CHAPTER SEVEN

Mr. Berger returned to Caxton Library shortly after 10:00 a.m. the next morning on the basis that this was a reasonably civilized hour at which to appear, and if the Caxton was still in business, then it was likely that someone might be about at this time. The Caxton, though, remained as silent and forbidding as it had the previous evening.

With nothing better to do, Mr. Berger began making enquiries, but to no avail. General expressions of ignorance about the nature of Caxton Private Lending Library & Book Depository were his sole reward at the newsagent, the local grocery, and even among the early arrivals at the Spotted Frog. Oh, people seemed to be aware that the Caxton existed, but nobody was able to recall a time when it was actually in business as a lending library, nor could anyone say who owned the building, or if any books still remained inside. It was suggested that he might try the town hall in Moreham, where the records for the smaller hamlets in the vicinity were kept.

So Mr. Berger got in his car and drove to Moreham. As he drove, he considered that there seemed to be a remarkable lack of interest in Caxton Library among the townsfolk of Glossom. It was not merely that those to whom he spoke had forgotten about its existence until Mr. Berger brought it up, at which point some faint atavistic memory of the building was uncovered before promptly being buried again; that, at least, might be understandable if the library had not been in business for many years. What was more curious was that most people seemed to be entirely unaware of its existence and didn’t care very much to investigate further once it was brought to their attention. Glossom was a close-knit community, as Mr. Berger was only too well aware, for comments about hallucinations and train delays still followed him as he asked about the library. There appeared to be only two types of business in the town: everybody’s business, and business that was not yet everybody’s but soon would be once the local gossips had got to work on it. The older residents of the town could provide chapter and verse on its history back to the sixteenth century, and every building, old or recent, had its history.

All, that is, except Caxton Private Lending Library.

* * *

The town hall in Moreham proved to be a source of little illumination on the matter. The library building was owned by the Caxton Trust, with an address at a PO box in London. The Trust paid all bills relating to the property, including rates and electricity, and that was as much as Mr. Berger could find out about it. An enquiry at the library in Moreham was met with blank looks, and although he spent hours searching back issues of the local weekly paper, the Moreham & Glossom Advertiser, from the turn of the century onward, he could find no reference to Caxton Library anywhere.

It was already dark when he returned to his cottage. He cooked himself an omelet and tried to read, but he was distracted by the fact of the library’s apparent simultaneous existence and nonexistence. It was there. It occupied a space in Glossom. It was a considerable building. Why, then, had its presence in a small community passed relatively unnoticed and unremarked for so long?

The next day brought no more satisfaction. Calls to booksellers and libraries, including to the grand old London Library and the Cranston Library in Reigate, the oldest lending library in the country, confirmed only a general ignorance of the Caxton. Finally, Mr. Berger found himself talking to the British representative of the Special Libraries Association, an organization of whose existence he had previously been unaware. She promised to search their records but admitted that she had never heard of the Caxton and would be surprised if anyone else had either, given that her own knowledge of such matters was encyclopedic, a judgment that, after an hour-long history of libraries in England, Mr. Berger was unwilling to doubt.

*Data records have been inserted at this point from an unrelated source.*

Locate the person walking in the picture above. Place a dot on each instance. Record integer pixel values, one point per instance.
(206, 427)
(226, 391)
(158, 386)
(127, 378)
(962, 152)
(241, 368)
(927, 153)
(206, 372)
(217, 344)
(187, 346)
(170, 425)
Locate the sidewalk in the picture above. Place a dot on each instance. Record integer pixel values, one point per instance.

Mr. Berger did consider that he might be mistaken about the woman’s ultimate destination. There were other buildings in that part of town in which she could have hidden herself to escape his notice, but the Caxton was still the most likely place in which she might have sought refuge. Where else, he thought, would a woman intent upon repeatedly reenacting the final moments of Anna Karenina choose to hide but an old library?

He made his decision before he went to bed that night. He would become a detective of sorts and stake out Caxton Private Lending Library & Book Depository for as long as it took for it to reveal its secrets to him.